Three million Americans receive a total of 5.5 million dental-implant systems every year, according to American Academy of Implant Dentistry (AAID), which is a trade association. AAID expects the number of patients in the United States who receive a dental-implant system to increase by 500,000 in 2015 and says the global market will grow to $6.4 billion in 2018.
We found three reasons for the growth of dental-implant systems, which are permanent artificial teeth for when you lose a tooth because of periodontal disease or injury. First, more general dentists than ever before place, or install, dental-implant systems instead of referring patients to a more expensive specialist. Second, advancements in technology now allow consumers to get a functional dental-implant system in a matter of days, instead of waiting 3 months as is typical with traditional dental-implant systems. Finally, the least expensive “one-day” dental-implant systems now cost $1,000–$2,500 per tooth, compared with $2,500–$5,000 per tooth for a conventional dental-implant system.
A dental-implant system has three components: a crown, which is the artificial tooth; an implant, which is the artificial root; and an abutment, which is the connector that joins the crown to the implant. At least 400 dental-implant systems of varying material and styles exist in the United States. A single implant crown now costs anywhere from hundreds to thousands of dollars, depending on whether it’s premade or custom-made and whether it’s made from plastic, metal or porcelain.
Unfortunately, no independent evidence proves that dental-implant systems are more durable than ever before. Dental-implant experts often say the procedures have a success rate of up to 98.7 percent. However, we found that the term “success rate” often is used to describe the process of simply placing a dental-implant system, not as a measure of how the dental-implant system holds up to years of biting and chewing.
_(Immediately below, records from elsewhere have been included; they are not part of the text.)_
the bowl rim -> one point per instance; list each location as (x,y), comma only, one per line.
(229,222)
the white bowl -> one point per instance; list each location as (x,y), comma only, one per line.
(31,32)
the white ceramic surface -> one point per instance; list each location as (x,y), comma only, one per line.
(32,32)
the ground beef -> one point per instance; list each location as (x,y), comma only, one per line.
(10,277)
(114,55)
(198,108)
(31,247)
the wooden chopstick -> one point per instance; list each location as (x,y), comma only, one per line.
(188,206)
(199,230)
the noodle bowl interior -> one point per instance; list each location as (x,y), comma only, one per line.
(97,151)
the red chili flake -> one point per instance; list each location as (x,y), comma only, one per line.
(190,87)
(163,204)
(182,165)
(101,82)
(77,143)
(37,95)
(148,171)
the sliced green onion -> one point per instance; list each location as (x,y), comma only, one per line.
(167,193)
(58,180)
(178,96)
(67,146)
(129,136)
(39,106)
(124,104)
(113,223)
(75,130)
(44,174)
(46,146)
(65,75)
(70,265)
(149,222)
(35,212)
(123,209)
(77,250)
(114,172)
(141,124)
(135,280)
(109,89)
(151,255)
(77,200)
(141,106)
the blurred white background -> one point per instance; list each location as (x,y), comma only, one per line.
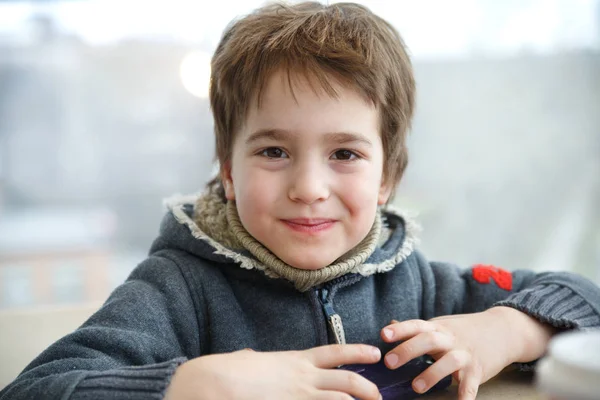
(103,113)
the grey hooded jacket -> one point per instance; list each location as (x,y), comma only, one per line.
(193,297)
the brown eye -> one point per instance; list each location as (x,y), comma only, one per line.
(274,152)
(344,155)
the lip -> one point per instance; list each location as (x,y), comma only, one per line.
(309,225)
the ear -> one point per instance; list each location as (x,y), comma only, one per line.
(227,181)
(385,191)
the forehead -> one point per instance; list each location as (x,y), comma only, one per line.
(299,103)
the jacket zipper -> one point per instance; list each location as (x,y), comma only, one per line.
(333,319)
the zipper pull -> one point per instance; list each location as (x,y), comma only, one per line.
(333,319)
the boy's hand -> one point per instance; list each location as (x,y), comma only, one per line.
(247,374)
(471,347)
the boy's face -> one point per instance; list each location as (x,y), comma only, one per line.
(306,172)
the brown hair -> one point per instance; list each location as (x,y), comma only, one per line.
(345,41)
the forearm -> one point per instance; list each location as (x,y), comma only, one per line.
(531,336)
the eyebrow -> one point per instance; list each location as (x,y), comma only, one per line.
(280,135)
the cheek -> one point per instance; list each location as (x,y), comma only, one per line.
(360,191)
(255,191)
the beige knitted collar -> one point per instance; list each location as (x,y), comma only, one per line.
(218,224)
(220,221)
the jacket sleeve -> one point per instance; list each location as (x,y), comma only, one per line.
(562,299)
(129,349)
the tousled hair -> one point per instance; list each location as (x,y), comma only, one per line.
(343,41)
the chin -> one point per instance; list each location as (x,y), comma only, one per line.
(308,265)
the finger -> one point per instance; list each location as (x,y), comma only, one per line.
(424,343)
(469,385)
(406,329)
(331,356)
(448,364)
(348,382)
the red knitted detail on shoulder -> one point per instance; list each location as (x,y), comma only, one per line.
(483,274)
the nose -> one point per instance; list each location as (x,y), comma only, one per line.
(308,184)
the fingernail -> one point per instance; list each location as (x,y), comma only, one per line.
(376,352)
(419,385)
(391,359)
(388,333)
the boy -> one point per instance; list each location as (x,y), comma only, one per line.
(252,289)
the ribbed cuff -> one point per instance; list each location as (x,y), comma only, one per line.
(130,383)
(554,304)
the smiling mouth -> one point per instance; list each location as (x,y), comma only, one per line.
(309,225)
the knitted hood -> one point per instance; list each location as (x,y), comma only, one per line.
(207,227)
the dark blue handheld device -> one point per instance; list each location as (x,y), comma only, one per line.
(397,384)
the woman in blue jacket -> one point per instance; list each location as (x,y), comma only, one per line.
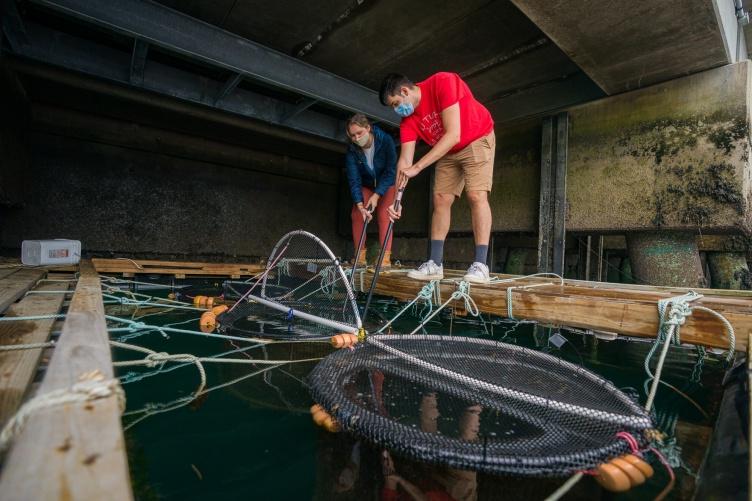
(371,169)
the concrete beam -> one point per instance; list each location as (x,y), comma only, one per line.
(640,43)
(176,32)
(87,57)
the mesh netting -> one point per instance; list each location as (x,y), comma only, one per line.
(477,404)
(303,292)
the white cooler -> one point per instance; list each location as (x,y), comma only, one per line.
(46,252)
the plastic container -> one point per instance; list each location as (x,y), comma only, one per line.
(46,252)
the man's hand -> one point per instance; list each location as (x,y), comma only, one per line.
(405,174)
(394,214)
(367,216)
(373,201)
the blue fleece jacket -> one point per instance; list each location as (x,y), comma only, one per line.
(384,166)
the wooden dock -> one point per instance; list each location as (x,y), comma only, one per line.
(178,269)
(69,451)
(606,307)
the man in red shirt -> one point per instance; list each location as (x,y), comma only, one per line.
(443,113)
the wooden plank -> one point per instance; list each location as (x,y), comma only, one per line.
(555,304)
(560,193)
(74,451)
(17,368)
(545,210)
(17,284)
(182,268)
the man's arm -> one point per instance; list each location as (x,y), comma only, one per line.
(407,154)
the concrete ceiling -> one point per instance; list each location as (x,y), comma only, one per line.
(508,62)
(639,43)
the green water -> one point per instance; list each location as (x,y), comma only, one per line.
(255,439)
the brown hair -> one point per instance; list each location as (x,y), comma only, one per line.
(358,119)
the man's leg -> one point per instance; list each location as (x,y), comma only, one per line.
(480,211)
(478,168)
(440,222)
(448,184)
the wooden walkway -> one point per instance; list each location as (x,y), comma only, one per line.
(72,451)
(178,269)
(614,308)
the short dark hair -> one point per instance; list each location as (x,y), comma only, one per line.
(358,119)
(391,84)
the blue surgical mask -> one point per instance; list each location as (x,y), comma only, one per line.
(404,109)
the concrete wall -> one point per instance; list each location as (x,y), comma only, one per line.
(129,201)
(672,156)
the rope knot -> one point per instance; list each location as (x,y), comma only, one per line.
(154,359)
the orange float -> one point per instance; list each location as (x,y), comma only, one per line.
(635,475)
(612,478)
(208,322)
(218,310)
(344,340)
(622,473)
(640,464)
(324,419)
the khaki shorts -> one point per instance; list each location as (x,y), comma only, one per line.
(470,168)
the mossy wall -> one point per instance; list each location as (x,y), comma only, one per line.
(671,156)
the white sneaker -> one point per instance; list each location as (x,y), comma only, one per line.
(427,271)
(477,274)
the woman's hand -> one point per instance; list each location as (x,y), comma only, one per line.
(373,202)
(394,214)
(404,174)
(367,216)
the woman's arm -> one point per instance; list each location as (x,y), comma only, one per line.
(353,177)
(390,169)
“If a patient has half of their jawbone gone, and the implant is still integrated into the base of their jawbone, some experts call that success,” says Dr. Joan Otomo-Corgel, who is the president of American Academy of Periodontology (AAP) and has placed dental-implant systems since 1985. “Success to me is an implant that is healthy and easy to maintain.”
Unfortunately, almost all studies of dental-implant systems were conducted by manufacturers or by dentists who place dental-implant systems—two groups that benefit from reporting the highest possible success rate.
Computer-Assisted Design: A Faster Dental Implant
Experts tell us that dental-implant systems can last up to 40 years depending on the procedure and follow-up maintenance, the type of dental-implant system, the quality of the bone in which the implants are anchored and the patient’s overall oral health. However, an April 2013 report by AAP found that up to 48 percent of all dental-implant systems likely will result in some complication. Most common are peri-implant mucositis, which is inflammation in the soft tissue around an implant without loss of bone; or peri-implantitis, which is inflammation with bone loss. In other words, no matter what type of dental-implant system that you get, no matter how much that you pay for the procedure and no matter how experienced that your dentist is in placing a dental-implant system, it’s critical that consumers maintain their oral health and consult with their dentist regularly after surgery to prevent complications.
COURSE OF TRAINING. General dentists typically are the first to tell you whether you have to have a dental-implant system. Ten years ago, most general dentists referred such patients to a specialist who has 3–5 years of training beyond dental school in oral surgery or periodontics (the study of structures, such as gums, that support teeth).
However, no mandatory standards exist in the United States for how much training is required before a dentist can place a dental-implant system. Any licensed dentist can perform any dental procedure legally.